My current thoughts on these batteries are, they are fake (they say ATL not CATL), they are second hand and also very badly assembled. Oh well, you get what you pay for.
 #160605  by Indinial
 Sat Apr 04, 2020 10:24 pm
I intend to test the battery again, I have noticed the voltage drops very quickly from 14v to 13.5v which is what I have read. I will start at 13.8v (which I will take as 90% SOC) and take it down to 13v (25% SOC) using my 60watt bulb (5amps) . I have a Fluke meter so I should get accurate readings.
I calculate I should get175Ah between these two reading If this battery is 270ah, this will take a slow 35hrs (what else have we got to do in a lockdown?) I think I will use the "Load Out" on my Epever controller so this will give me a second reading. I will disconnect the solar input.
If the total capacity turns out to be much below a total of 230Ah I wont be happy and as I only live a few kilometers from Micromall I will pop around there for a discussion once the lockdown ends.
I would appreciate any suggestions of what else I could use as a load to shorten the discharge time, or in case my bulb burns out and I have to start again
 #160610  by divxmaster
 Sun Apr 05, 2020 8:24 am
note that 13.8v is 99.95% charged and 13.6v is 99.9% charged according to the charts I have. Something like that.
Also this battery was never 270ah, 240 if you are really lucky.
 #160614  by Neddy
 Sun Apr 05, 2020 8:54 am
The easiest and best "test load" that I have found is to run 230v bulbs from an inverter. Use of a multitap box enables the selection of a load appropriate to your battery capacity and inverter. Another big advantage is that the inverter will automatically disconnect the battery and stop the test when its "low voltage cutout" threshold is hit. You can set the test running and go to bed without worrying about over-discharging your batteries and always have the same stable, reproducible end point. Simply read the battery Amphour capacity from your Battery Monitor in the morning.

If you have no inverter you can use 12v halogen light bulbs. Five 50w 12v QI light bulbs would give you a test current of 20 amps, for example.

Forget about voltage and focus on what really matters - Amphours.

If you haven't got a Battery Monitor, get one. That is the only way you can really get a handle on your battery performance.

Neville.
 #160617  by scubadoo
 Sun Apr 05, 2020 9:49 am
Jonnny

Do not rely on the inverter low voltage cutoff point for LiFePO4 batteries. My 1000W cheapie cuts off (I hope) at 9.5V. :?
You are in serious territory if a single cell in the pack drops much below c2.8V.

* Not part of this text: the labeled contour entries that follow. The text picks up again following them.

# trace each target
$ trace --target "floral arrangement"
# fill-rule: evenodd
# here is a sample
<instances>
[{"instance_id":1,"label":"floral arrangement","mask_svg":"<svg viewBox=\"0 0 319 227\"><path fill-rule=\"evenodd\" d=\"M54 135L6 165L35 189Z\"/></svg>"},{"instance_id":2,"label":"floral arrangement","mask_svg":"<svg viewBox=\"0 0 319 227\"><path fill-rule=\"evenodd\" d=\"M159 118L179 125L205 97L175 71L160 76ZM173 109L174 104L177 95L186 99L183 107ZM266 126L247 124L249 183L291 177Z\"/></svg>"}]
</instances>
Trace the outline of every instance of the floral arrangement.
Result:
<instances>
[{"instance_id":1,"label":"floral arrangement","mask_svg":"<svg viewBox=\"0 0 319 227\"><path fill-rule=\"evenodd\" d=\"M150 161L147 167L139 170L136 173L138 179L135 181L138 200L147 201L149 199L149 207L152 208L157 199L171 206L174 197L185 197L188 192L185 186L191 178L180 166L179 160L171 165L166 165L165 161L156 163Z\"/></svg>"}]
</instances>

LiFePO4 batteries and voltage readings in an attempt to guess the SOC is a futile exercise. i.e. xxV = xx%SOC = +- c30% dependant on the cell manufacturer, use and age.
A shunt (at the battery) based battery monitor is the only reasonably accurate method that I am aware of.

Ignoring the unknown BMS wizardry inside the box 13.8V at the battery terminals of a 4 cell pack will charge to 100% SOC as quickly as the current from the charge source allows, well for my battery pack.
13.8V to 14.2V measured at the battery = <2 minutes at my typical charging currents. Not many extra Ah. ;)
 #160623  by Neddy
 Sun Apr 05, 2020 11:35 am
Because LiFePO4 batteries are so easily damaged by over-discharging, it is very important that some sort of "Battery Protector" is fitted. These disconnect the battery from any load if/when battery voltage drops below a pre-set level. Johnny could set his Battery Manager to, say, 11.3 volts and run capacity measurement tests safely and automatically. An inverter based "low voltage cutout" would never be triggered.